How does a primary care trust (or GP practice or commissioning group) know if it is getting value for money? Where is it paying more than expected? Likewise how does a hospital know where it is charging more or less than expected?

The annual cost for admitted patient care through payment by results to a PCT is£30m-£350m (depending on its size) and equivalent income for an acute hospital is£40m-£270m (excluding market forces factor).

The healthcare resource group determines the national tariff, the base from which a patient's tariff is calculated. The HRG in turn is determined mainly by procedure and diagnosis coding so variations here have a direct effect: there will be excess cost to a commissioner if, on average, their patients get coded to costlier HRGs.

The first chart provides examples of 10 (anonymised) PCTs. The figure on the right shows the proportion of tariff cost judged to be excess - ie coded at a more expensive level than national patterns would predict. It includes the five PCTs paying most excess and the top five paying less than expected. To be clear, for the first PCT, 11.65 per cent of the tariff income is 'excess', while the last PCT paid 10.99 per cent less than expected given the national distribution of HRGs.

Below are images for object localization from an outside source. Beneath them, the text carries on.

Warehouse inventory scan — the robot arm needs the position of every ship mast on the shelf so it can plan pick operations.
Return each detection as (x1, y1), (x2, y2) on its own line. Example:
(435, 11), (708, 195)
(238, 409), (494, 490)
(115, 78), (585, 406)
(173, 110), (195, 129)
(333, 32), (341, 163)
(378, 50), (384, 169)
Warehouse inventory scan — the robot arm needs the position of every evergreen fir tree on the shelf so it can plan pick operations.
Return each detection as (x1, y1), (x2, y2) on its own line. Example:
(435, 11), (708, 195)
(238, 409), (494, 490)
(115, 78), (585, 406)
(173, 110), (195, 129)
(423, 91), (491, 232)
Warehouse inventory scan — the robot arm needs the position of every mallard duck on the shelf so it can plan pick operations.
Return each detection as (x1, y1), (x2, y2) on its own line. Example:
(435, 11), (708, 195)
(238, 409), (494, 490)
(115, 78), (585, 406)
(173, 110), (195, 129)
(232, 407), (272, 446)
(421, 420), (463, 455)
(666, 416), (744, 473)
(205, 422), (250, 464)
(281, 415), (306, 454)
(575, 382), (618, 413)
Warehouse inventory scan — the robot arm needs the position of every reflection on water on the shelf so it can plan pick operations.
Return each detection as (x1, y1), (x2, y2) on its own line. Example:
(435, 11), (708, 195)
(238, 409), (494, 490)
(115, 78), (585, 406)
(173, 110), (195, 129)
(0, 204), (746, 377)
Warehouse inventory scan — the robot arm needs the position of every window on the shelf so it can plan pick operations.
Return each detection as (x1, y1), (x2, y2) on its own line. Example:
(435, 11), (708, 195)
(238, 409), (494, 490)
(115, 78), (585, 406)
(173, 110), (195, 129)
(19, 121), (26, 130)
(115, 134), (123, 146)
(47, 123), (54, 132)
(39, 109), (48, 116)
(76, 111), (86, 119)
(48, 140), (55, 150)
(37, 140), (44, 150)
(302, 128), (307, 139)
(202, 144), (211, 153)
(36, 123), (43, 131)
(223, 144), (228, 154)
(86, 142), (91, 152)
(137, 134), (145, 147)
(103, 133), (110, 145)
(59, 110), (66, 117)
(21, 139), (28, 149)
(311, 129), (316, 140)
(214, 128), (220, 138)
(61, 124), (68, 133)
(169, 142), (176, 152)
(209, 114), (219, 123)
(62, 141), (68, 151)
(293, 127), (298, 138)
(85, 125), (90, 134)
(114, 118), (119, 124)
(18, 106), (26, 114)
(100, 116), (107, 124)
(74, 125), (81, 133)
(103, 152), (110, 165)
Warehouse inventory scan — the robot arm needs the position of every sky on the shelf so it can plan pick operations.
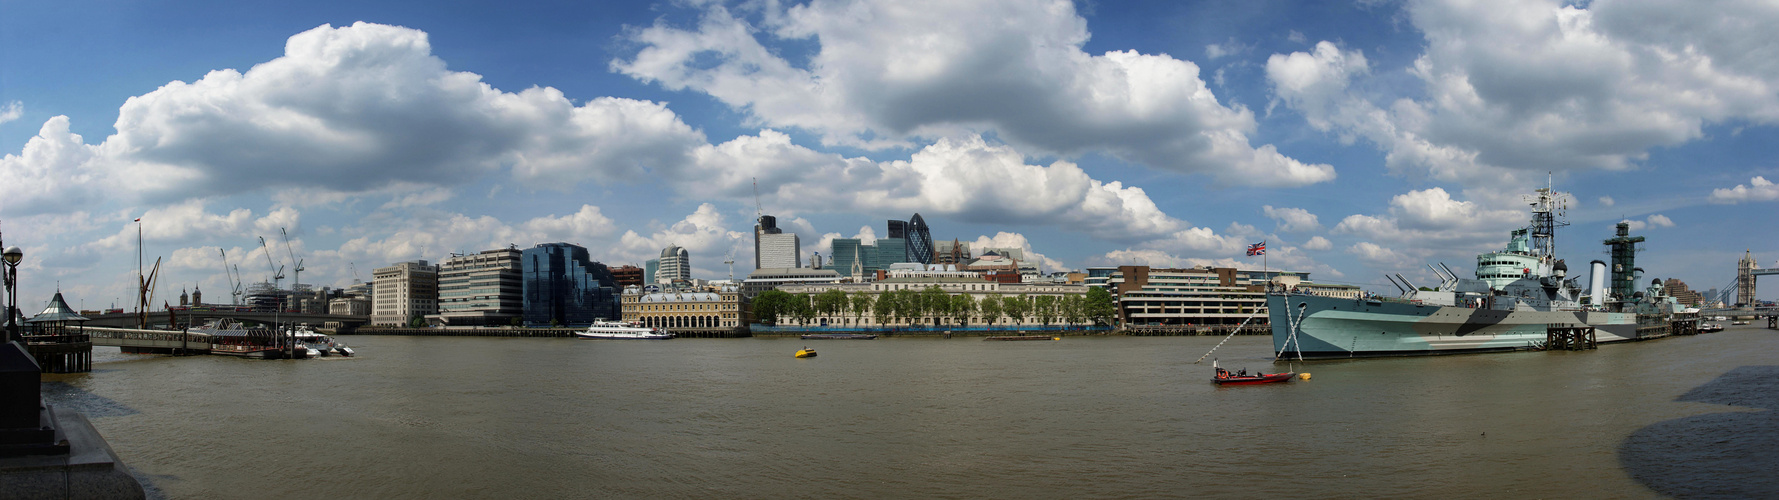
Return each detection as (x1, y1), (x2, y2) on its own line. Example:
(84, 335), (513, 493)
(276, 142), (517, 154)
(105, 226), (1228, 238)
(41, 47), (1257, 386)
(2, 0), (1776, 313)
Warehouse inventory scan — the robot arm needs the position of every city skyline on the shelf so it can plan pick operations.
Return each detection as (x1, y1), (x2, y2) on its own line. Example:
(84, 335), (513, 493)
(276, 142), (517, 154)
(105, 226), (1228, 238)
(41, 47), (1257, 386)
(2, 0), (1777, 311)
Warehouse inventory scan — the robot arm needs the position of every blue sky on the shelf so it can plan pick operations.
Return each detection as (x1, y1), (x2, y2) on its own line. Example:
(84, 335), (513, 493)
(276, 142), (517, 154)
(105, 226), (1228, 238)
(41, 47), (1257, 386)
(2, 0), (1776, 312)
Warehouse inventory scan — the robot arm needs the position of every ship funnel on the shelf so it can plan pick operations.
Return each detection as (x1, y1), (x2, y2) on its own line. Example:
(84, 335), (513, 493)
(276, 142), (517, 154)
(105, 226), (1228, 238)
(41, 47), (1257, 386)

The second chart takes the PCT paying the most excess and breaks down the data by specialty. Clearly there is huge variation in excess HRG tariff, from the£367,000 excess in female reproductive system to hepto-biliary and pancreatic system where the PCT is actually being charged 1.9 per cent less than would be expected.

The third chart shows 5 PCT/HRG combinations with large excess tariffs or 'HRG drift'. All show at least 90 per cent of the cost as excess.

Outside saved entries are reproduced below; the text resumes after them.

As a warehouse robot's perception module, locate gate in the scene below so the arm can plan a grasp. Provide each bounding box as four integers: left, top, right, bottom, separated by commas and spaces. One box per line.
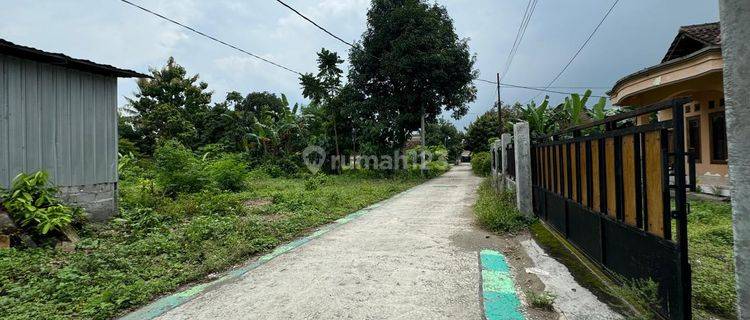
531, 98, 692, 319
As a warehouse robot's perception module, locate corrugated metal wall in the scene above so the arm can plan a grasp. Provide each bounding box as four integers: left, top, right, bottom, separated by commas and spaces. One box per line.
0, 53, 118, 188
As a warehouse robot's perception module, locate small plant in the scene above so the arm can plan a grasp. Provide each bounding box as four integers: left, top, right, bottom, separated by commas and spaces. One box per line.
0, 171, 81, 235
527, 290, 556, 311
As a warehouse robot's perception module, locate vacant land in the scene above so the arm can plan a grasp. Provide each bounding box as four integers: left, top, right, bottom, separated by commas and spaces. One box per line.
0, 164, 422, 319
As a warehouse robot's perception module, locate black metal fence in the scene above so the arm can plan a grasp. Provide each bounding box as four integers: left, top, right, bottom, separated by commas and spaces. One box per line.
505, 143, 515, 179
531, 98, 692, 319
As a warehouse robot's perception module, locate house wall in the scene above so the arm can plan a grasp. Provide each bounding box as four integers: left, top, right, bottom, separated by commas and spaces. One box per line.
613, 65, 730, 193
655, 90, 729, 193
0, 53, 118, 220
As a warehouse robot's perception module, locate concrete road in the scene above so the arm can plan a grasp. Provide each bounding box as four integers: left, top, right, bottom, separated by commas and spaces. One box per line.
157, 164, 490, 320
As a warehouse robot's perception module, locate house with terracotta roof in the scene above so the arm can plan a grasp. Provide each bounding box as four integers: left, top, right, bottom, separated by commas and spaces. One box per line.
608, 22, 728, 195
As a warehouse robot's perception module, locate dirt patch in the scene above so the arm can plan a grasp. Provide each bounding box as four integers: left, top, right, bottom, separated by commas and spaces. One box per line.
242, 199, 273, 209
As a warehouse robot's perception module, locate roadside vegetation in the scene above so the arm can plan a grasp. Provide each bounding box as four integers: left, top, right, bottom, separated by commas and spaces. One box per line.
1, 1, 476, 318
0, 146, 425, 319
473, 179, 530, 234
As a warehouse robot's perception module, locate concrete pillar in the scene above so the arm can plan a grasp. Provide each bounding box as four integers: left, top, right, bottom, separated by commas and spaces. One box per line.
513, 122, 532, 217
719, 2, 750, 316
500, 133, 512, 191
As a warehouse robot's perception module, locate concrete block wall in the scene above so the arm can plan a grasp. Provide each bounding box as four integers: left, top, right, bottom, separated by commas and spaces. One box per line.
58, 182, 117, 221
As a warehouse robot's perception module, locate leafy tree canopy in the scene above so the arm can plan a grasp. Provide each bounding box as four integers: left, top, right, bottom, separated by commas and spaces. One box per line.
464, 110, 501, 153
125, 57, 212, 153
348, 0, 477, 152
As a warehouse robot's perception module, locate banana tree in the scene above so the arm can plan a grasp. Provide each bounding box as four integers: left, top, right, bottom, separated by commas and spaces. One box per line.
519, 97, 556, 137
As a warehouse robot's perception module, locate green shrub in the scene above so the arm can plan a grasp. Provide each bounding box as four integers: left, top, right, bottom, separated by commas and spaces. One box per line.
473, 179, 530, 233
206, 154, 247, 191
304, 173, 329, 191
154, 140, 208, 195
0, 171, 81, 235
402, 145, 451, 178
471, 151, 491, 177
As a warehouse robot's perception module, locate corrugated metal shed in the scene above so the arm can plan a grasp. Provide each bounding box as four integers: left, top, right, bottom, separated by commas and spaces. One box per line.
0, 39, 145, 189
0, 53, 119, 187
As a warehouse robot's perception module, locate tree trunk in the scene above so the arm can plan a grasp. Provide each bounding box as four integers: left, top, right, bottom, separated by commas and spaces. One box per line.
333, 118, 341, 174
421, 106, 426, 175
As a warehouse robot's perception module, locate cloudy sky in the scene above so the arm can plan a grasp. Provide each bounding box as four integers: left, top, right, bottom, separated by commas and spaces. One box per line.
1, 0, 719, 130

The important point is that, rather than being caused by cynical gaming, there seem to be reasonable explanations for the excesses. The first example (normal delivery) is a specialist unit likely to be dealing with more complicated cases. The next three examples (renal replacement and disease) are likely to be caused by regular attenders being incorrectly coded as ordinary admissions. The fourth one (biliary tract - very major procedures) is a clear example of no cholecystectomies having been coded. The last excess for respite care suggests that age is not always adjusted for as strongly as it should be.

While gaming undoubtedly goes on, this analysis shows there are often innocent explanations for excessive charges that can be easily dealt with between trust and provider.